Printing Media Classification Using Multi-Model Spectral Discrimination
Find Innovative SolutionsGenerate Solutions
Solution Overview
Problem
Existing technologies for discriminating printing media using machine learning models face challenges in accurately distinguishing media with similar optical characteristics and lack effective management of training data and discrimination accuracy.
Innovation Solution
A method and system that utilize multiple machine learning models to classify spectral data of printing media, including a preparation step for machine learning models, acquisition of target spectral data, and execution of class classification processes to accurately discriminate printing media, with features like learning state determination and accuracy evaluation.

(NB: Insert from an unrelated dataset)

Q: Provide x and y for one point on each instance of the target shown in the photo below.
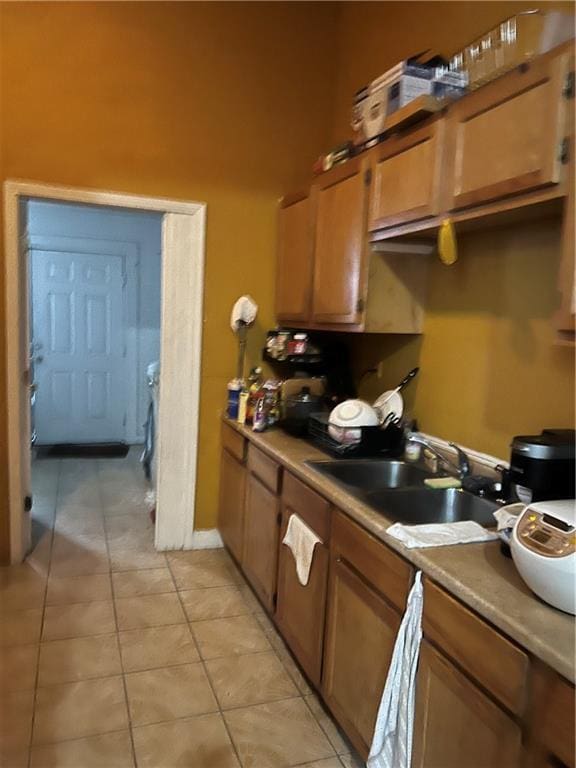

Engineering Contradictions & Design Principles
Engineering Contradiction Analysis
1Measurement precision
If a single machine learning model is used for discrimination, then the device complexity is low, but the discrimination precision for printing media with similar optical characteristics is insufficient
Solution Approach 1:
The patent divides the single discrimination task into multiple specialized machine learning models, where each model is trained to discriminate specific types of printing media. This segmentation allows each model to focus on particular characteristics, improving overall discrimination precision while managing complexity through modular architecture.
Solution Approach 2:
The patent combines multiple machine learning models into a unified discrimination system that integrates their outputs. By merging the results from multiple specialized models, the system achieves higher discrimination precision for printing media with similar optical characteristics while maintaining systematic management of the combined models.
2Measurement precision
If multiple machine learning models are prepared for accurate discrimination, then the discrimination precision improves, but the device complexity increases
Solution Approach 1:
The patent creates a universal discrimination system that can handle multiple types of printing media through multiple machine learning models. Each model serves multiple purposes: discrimination, learning state determination, and accuracy evaluation. This multi-functionality reduces the need for separate systems for each function, managing complexity while maintaining high precision.
Solution Approach 2:
The patent changes the parameter of model quantity from one to multiple, and introduces parameters for learning state and accuracy evaluation. By systematically managing these parameters through unified control mechanisms, the system achieves high discrimination precision while preventing complexity from becoming unmanageable.
3Measurement precision
If training data is continuously accumulated for machine learning, then the learning accuracy improves, but the management complexity of training data increases
Solution Approach 1:
The patent implements feedback mechanisms where the discrimination results and accuracy evaluations are fed back into the training data management system. This feedback loop automatically identifies which training data needs to be updated or added, improving learning accuracy while reducing management complexity through automated decision-making processes.
Solution Approach 2:
The system performs self-service in managing training data by automatically determining learning states and evaluating accuracy without external intervention. The machine learning models themselves identify when they need retraining and what data to use, reducing the complexity of external data management while continuously improving learning accuracy.
4Reliability
If the discrimination process is executed without managing learning states, then the process is simple, but the reliability of discrimination results deteriorates
Solution Approach 1:
The patent performs preliminary actions by determining the learning state of each machine learning model before executing discrimination. This preliminary check ensures that only models with sufficient learning are used, improving reliability while keeping the added process complexity minimal through straightforward state verification.
Solution Approach 2:
The system uses feedback from learning state determination and accuracy evaluation to improve the reliability of discrimination results. By continuously monitoring and adjusting based on performance feedback, the system maintains high reliability without requiring complex manual intervention processes.
Data Source
AI summary
A method for executing a discrimination process of a printing medium includes a step (a) of preparing N machine learning models when N is an integer of 1 or more, a step (b) of acquiring target spectral data which is a spectral reflectance of a target printing medium, and a step (c) of discriminating a type of the target printing medium by executing a class classification process of the target spectral data using the N machine learning models.